Clovis Rossi - Folha de S.Paulo
Morreu nesta sexta-feira (25) em Havana, Cuba, a esquerda, junto com seu maior ícone, um certo Fidel Castro Ruz, um homem sobre o qual coincidem críticos implacáveis e defensores incondicionais: tinha um carisma extraordinário.
Morre na verdade a esquerda que poderia ter sido e não foi, a que poderia ter sido uma utopia libertária e acabou sendo uma ditadura como tantas outras que ensanguentaram a América Latina.
maQuando nasce a revolução cubana que Fidel Castro liderou, o chamado socialismo real, o da União Soviética, já estava anquilosado, afogado em burocracia e em privilégios para a nomenclatura.
Estamos falando de 1959, apenas três anos depois do esmagamento pelos tanques soviéticos da revolução húngara, uma primeira tentativa de se libertar do jugo ditatorial sem necessariamente jogar fora avanços sociais.
Em Cuba, como de resto na América Latina, a União Soviética era um fenômeno distante, cultuado apenas por um punhado de militantes comunistas e intelectuais seduzidos pelas promessas do socialismo.
O peso real era exercido pelos Estados Unidos, cuja máfia transformara a ilha caribenha num bordel a céu aberto, acariciado pelo azul do Caribe.
O agente cubano do domínio norte-americano era, ainda por cima, um desses ditadores de almanaque (Fulgencio Baptista).

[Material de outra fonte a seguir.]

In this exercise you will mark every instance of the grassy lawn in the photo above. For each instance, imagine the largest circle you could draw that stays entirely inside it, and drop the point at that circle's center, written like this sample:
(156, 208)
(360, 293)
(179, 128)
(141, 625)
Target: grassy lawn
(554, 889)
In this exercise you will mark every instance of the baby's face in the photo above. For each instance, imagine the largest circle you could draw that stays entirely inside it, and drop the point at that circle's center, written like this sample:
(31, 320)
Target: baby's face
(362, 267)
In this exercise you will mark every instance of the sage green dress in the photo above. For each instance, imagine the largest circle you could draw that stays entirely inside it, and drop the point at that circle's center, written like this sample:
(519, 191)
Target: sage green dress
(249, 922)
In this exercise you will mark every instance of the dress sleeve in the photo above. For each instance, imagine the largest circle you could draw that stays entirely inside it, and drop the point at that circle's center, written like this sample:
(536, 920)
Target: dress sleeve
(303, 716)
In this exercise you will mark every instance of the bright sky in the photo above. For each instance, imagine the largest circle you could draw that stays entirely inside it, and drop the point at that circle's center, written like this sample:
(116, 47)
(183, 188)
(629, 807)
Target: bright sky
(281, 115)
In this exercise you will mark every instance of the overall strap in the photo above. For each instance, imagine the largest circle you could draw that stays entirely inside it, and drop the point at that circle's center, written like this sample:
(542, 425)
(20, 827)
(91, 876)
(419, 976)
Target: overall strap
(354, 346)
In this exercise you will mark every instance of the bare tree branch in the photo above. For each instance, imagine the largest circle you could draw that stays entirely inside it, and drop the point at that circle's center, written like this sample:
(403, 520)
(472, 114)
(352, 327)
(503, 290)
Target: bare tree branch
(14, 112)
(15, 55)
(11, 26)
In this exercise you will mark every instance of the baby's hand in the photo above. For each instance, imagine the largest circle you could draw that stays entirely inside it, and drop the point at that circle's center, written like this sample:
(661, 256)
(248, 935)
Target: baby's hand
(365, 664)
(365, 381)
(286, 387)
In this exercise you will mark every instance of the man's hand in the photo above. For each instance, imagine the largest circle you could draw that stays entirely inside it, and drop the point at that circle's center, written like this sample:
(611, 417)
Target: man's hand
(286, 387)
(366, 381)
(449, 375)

Quando a revolução se livra dele e do que nunca parou de chamar de "imperialismo ianque", foi um imã para toda a América Latina, pontilhada, antes e depois da vitória de Fidel, de ditaduras semelhantes.
Até um crítico feroz do castrismo, como Carlos Alberto Montaner, admite, em artigo para o sítio Infolatam, que Fidel "seria, para sempre, um impetuoso conspirador disposto a mudar o mundo a tiros".
Mudar o mundo, a tiros ou de outra forma, é tudo o que a juventude desejava à época. Se continua desejando ou não, é assunto que não cabe em uma crônica sobre os anos de Fidel Castro.
Pena que a utopia foi sendo abandonada, junto com o "socialismo com sabor tropical", que teoricamente substituiria o modelo cinzento da URSS.
Uma das coisas que mais me chocaram na primeira viagem à ilha de Fidel, em 1977, foi acompanhar um congresso da Juventude Comunista e ver que o documento final, repleto de críticas às ditaduras da época na América Latina (Brasil inclusive), não fazia menção à mais sangrenta delas, a da Argentina.
Explicaram-me então que a ditadura argentina estava vendendo carros novos a uma ilha que vivia apenas dos modelos americanos velhos de 20 ou 30 anos e, por isso, não podia ser criticada.
A utopia trocada pela Ford, meu Deus.
A morte do ícone dessa utopia fracassada encontra a esquerda numa tremenda crise, bem analisada pelo geógrafo francês Christophe Guilluy, em recente entrevista para a Folha:
"A esquerda está num estado catastrófico. Ela não consegue mais atingir as categorias populares. Aceitou o liberalismo e o capitalismo e tem dificuldade de assumir isso".
Cuba não aceitou (ainda) o liberalismo mas está aceitando o capitalismo, com imensas dificuldades. Sem Fidel, torna-se ainda menos farol para a esquerda.